La libreria di S.E. il N.U. Signor Leopardo Martinengo patrizio veneziano Conte di Barco, Condomino di Villanuova, Feudatario di Pavone, e Signor di Clanesso, cogli uomini illustri della chiarissima famiglia Martinengo umiliata al medesimo cavaliere dalla spettabile comunità di Calvisano

Autore: ZAMBONI, Baldassarre Camillo (1723-1797)

Tipografo: Pietro Vescovi

Dati tipografici: Brescia, 1778


BOUND FOR THE MARTINENGO FAMILY

4to (270x198 mm). [12], 138, [2] pp. Collation: *6 A-Q4 R6. Engraved coat-of-arms of the Martinengo family and engraved initial on l. *2r. On the final blank leaf R6r is pasted a leaflet with the errata. Contemporary mottled calf, richly gilt spine with morocco lettering piece, panels with four gilt corner-pieces and the Martinengo coat-of-arms gilt in the center within a gilt frame, marbled endleaves, gilt edges, pink silk bookmark (slightly rubbed). A very good, bright copy.

First edition of this interesting historical-bibliographical work, which not only provides an exhaustive catalog of the library of the Martinengo family and a brief biography of its most illustrious members, but also contains an account of the manner in which Zamboni organized the library, an account that in itself represents a true essay in librarianship. The Martinengo library, begun in the mid-seventeenth century by Count Francesco Leopardo II, was donated in the late nineteenth century to the Biblioteca Queriniana in Brescia.

Baldassarre Camillo Zamboni, at that time highly esteemed in Brescia for his versatile culture, was the author of many erudite works. He became a priest in 1742 and graduated in theology in Brera in 1746. In 1749, at the behest of Cardinal Angelo Maria Querini, he was appointed professor of theology at the seminary of Brescia. Between 1765 and 1766 he was librarian to Procurator Tommaso Querini in Venice. Shortly after his return to Brescia in 1767, he was entrusted with the reorganization and cataloging of the Martinengo Library, a task he carried out with great care and classificatory accuracy.

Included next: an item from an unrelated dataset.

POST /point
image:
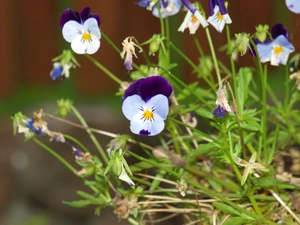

Zamboni reorganized the material into eight classes (theology, natural philosophy, mathematics, moral philosophy, politics, literature, history, and erudition) and several groups of subclasses within which he wisely distributed the heterogeneous holdings of the collection (cf. A. Cotti, Camillo Baldassarre Zamboni ordinatore della Biblioteca Martinengo, in: “Viaggi di testi e di libri. Libri e lettori a Brescia tra Medioevo e età moderna”, V. Grohovaz, ed., Udine, 2011, pp. 147-170).

“In short, this was the catalogue of what could finally be called not only a real library, but above all a well-ordered one. It was a vast collection: the count of the publications tells us that in the 18th century the Martinengo family owned about 3,000 editions, a large number of which, according to Zamboni's precise indications, were precious and rare. A clear predominance was given to the type of books counted under the class of history, which alone accounted for 30% of the entire collection; a predominance that was certainly not accidental for a rich, powerful and very old family, firmly rooted in the city fabric, and which had given and continued to give to the city condottieri, politicians, men of letters and missed mystical saints” (Cotti, op. cit., p. 170).

Catalogo unico, IT\ICCU\TO0E\061418; Melzi, II, p. 127; Cicognara, 4667; Ottino-Fumagalli, 4145; Bonamici, p. 207; Cicogna, 3315.